Mean Time to Restore
Mean Time to Restore (MTTR) measures the average time it takes for your teams to restore service after a failure or incident. This metric helps you understand how quickly your teams respond to and resolve production issues.

Select an Incident/Failure Detection Source

Harness SEI supports MTTR measurement using:
- Issue Management (e.g., Jira): SEI counts incidents or issues tracked in your Issue Management system that mark service downtime or failures. Selecting this enables Harness SEI to measure Mean Time to Restore based on issue resolution events.
Configure the maturity model
You can classify your teams' mean time to restore (MTTR) performance into four color-coded bands in the Maturity Ranges section. Customize thresholds for Elite, High, and Medium performance; the Low band is automatically inferred.
This unified setup ensures that MTTR is consistently classified while still reflecting each team’s incident response practices and recovery patterns.
Set up Sprint metrics
Sprint Metrics is in beta. To request access, contact Harness Support.
The Sprints tab lets you configure how sprint-based work is measured, analyzed, and displayed across SEI 2.0. Sprint configuration includes computation mode, summary cards, delivery analysis, and sprint boundary grace periods.
Computation Mode
Choose how your team measures work in sprints. This setting determines the units used across sprint maturity definitions.

- Story Points: Measures work using story point estimates.
- Work Item Count: Measures work by counting work items or issues.
All sprint maturity thresholds are evaluated using the maturity levels defined in the Overview tab.
Summary Cards
Summary Cards control which sprint metrics appear in sprint dashboards.

You can enable or disable the entire section, enable or disable individual metrics, and customize the display name for each metric.
Harness recommends enabling the following metrics to get a strong baseline view of sprint health, delivery efficiency, and predictability:
- Work: Average Sprint Size, Scope Creep
- Delivery: Work Delivered, Sprint Velocity, Total Delivered Work vs Committed Work
- Analysis: Churn Rate, Predictability (Delivery Consistency)
These metrics provide the most actionable view of sprint planning accuracy, execution efficiency, and delivery reliability.
Work
- Sprint Commit
- Sprint Creep
- Sprint Size
- Average Sprint Size
- Scope Creep %
Delivery
- Delivered Commit
- Missed Commit
- Delivered Creep
- Missed Creep
- Work Delivered
- Sprint Velocity
- Total Delivered Work vs Committed Work
Analysis
- Churn Rate
- Predictability (Delivery Consistency)
- Predictability % (Reliability of Commitment)
Delivery Analysis
Delivery Analysis controls how sprint delivery performance is evaluated.
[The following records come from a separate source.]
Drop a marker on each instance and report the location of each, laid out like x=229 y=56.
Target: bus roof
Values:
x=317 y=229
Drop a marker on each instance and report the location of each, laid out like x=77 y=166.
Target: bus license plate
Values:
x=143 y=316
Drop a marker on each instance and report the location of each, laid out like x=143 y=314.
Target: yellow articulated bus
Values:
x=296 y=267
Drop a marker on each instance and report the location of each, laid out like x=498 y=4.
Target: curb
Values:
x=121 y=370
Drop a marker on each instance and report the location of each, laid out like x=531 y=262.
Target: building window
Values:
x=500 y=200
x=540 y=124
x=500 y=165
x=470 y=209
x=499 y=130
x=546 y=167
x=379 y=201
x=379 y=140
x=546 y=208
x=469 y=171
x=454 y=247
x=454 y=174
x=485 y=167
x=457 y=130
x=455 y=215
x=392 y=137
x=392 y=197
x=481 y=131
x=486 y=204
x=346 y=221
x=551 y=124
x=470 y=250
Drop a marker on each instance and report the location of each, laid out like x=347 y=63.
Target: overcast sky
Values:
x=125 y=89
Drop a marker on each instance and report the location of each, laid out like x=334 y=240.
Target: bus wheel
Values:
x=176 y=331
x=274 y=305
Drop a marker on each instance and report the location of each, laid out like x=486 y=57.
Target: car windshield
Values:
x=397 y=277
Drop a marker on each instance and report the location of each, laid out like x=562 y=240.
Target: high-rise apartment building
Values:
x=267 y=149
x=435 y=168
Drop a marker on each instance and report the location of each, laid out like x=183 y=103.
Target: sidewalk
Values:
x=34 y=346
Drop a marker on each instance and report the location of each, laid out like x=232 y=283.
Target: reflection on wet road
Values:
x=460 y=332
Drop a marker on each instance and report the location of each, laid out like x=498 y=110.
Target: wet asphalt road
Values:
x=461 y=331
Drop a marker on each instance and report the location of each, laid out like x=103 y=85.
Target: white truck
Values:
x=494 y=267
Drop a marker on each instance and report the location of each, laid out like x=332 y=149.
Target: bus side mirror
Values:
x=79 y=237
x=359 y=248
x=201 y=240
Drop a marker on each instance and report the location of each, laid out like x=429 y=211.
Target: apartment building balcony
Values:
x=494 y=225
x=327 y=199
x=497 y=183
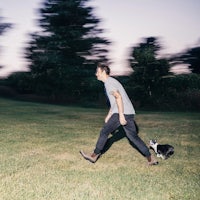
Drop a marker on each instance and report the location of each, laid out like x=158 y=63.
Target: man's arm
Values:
x=108 y=116
x=120 y=106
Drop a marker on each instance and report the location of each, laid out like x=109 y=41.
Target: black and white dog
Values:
x=163 y=151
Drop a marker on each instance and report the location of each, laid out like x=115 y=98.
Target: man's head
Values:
x=102 y=72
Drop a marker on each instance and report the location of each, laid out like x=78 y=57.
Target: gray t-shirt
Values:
x=111 y=85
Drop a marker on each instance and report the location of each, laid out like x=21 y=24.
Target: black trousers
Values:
x=130 y=130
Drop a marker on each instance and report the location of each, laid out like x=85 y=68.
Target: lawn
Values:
x=40 y=160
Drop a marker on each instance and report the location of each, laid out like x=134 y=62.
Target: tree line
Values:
x=63 y=56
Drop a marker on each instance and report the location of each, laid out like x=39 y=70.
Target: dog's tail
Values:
x=136 y=127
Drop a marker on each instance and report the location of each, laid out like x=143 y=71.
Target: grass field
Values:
x=40 y=160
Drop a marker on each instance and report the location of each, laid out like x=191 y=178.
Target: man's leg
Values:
x=132 y=135
x=112 y=124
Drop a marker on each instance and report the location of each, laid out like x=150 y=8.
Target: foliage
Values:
x=4 y=27
x=148 y=69
x=190 y=57
x=64 y=54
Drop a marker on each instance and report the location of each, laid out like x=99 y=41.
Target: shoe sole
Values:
x=85 y=157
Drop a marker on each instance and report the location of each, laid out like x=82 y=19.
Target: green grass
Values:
x=40 y=160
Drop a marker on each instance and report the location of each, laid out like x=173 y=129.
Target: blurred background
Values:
x=49 y=50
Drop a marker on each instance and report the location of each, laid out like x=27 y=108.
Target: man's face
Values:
x=99 y=74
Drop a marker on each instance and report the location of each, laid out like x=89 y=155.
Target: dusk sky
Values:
x=175 y=22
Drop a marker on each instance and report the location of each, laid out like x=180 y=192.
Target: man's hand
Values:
x=122 y=120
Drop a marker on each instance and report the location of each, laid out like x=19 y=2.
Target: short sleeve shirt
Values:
x=111 y=84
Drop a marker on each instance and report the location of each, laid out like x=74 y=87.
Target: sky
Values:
x=125 y=23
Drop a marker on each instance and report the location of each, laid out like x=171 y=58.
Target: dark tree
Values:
x=148 y=68
x=3 y=28
x=64 y=54
x=192 y=58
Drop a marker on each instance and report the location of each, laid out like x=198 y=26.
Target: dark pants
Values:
x=130 y=130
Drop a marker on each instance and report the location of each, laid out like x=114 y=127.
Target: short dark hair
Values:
x=104 y=67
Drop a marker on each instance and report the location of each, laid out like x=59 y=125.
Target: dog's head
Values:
x=153 y=142
x=153 y=145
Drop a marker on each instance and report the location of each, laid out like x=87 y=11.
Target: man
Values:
x=121 y=113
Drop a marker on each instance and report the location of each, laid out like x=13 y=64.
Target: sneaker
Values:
x=92 y=158
x=152 y=161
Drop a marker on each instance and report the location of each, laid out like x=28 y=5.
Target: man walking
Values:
x=121 y=112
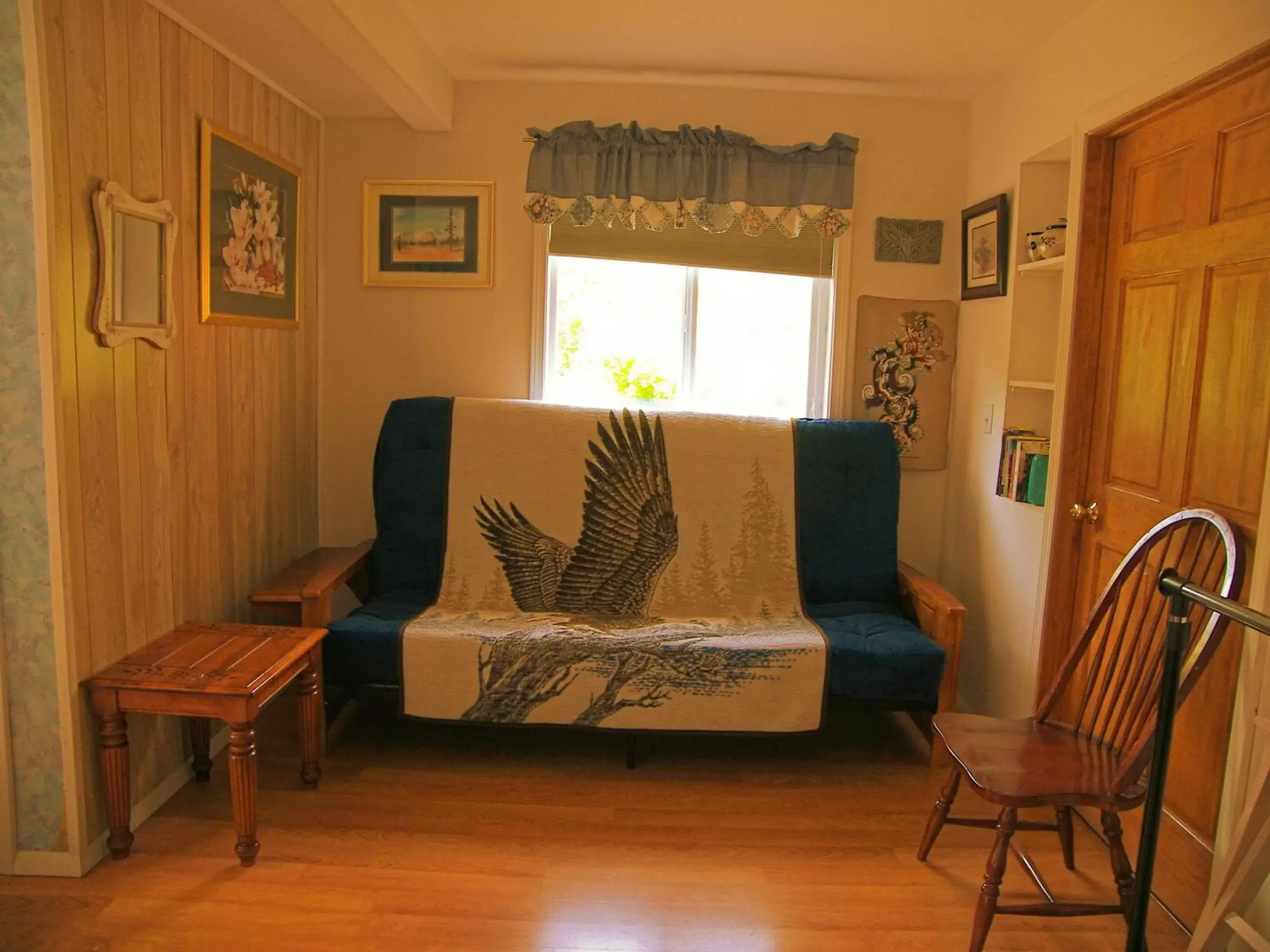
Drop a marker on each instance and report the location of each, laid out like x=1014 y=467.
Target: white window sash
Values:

You can enable or disable the entire section or individual metrics, and customize the display names.
- Committed Work Delivered (%)
- Creep Work Delivered (%)
- Total Work Delivered (%)
Sprint Boundary Grace Periods
Sprint Boundary Grace Periods define time buffers around sprint start and end dates.

A grace period allows you to include work completed slightly before the sprint starts or slightly after it ends. Define the number of days before a sprint starts in the Sprint Start Grace Period field.
Work completed within this window is counted towards planned sprint work. For example, if you set the grace period to 2 days and the sprint starts on January 1, work completed on December 30-31 is included.
Once you have completed the DORA and Sprints configurations, click Save in the top right corner. A confirmation message appears when the profile is successfully created.
Configure team-level settings
Once you have created and configured an Efficiency Profile, you can configure team-level settings to calculate the DORA metrics enabled in the profile. Efficiency profiles define the organization-wide metric definitions, while Team Settings ensure that each team's tools and workflows are correctly connected to produce accurate metrics within that framework.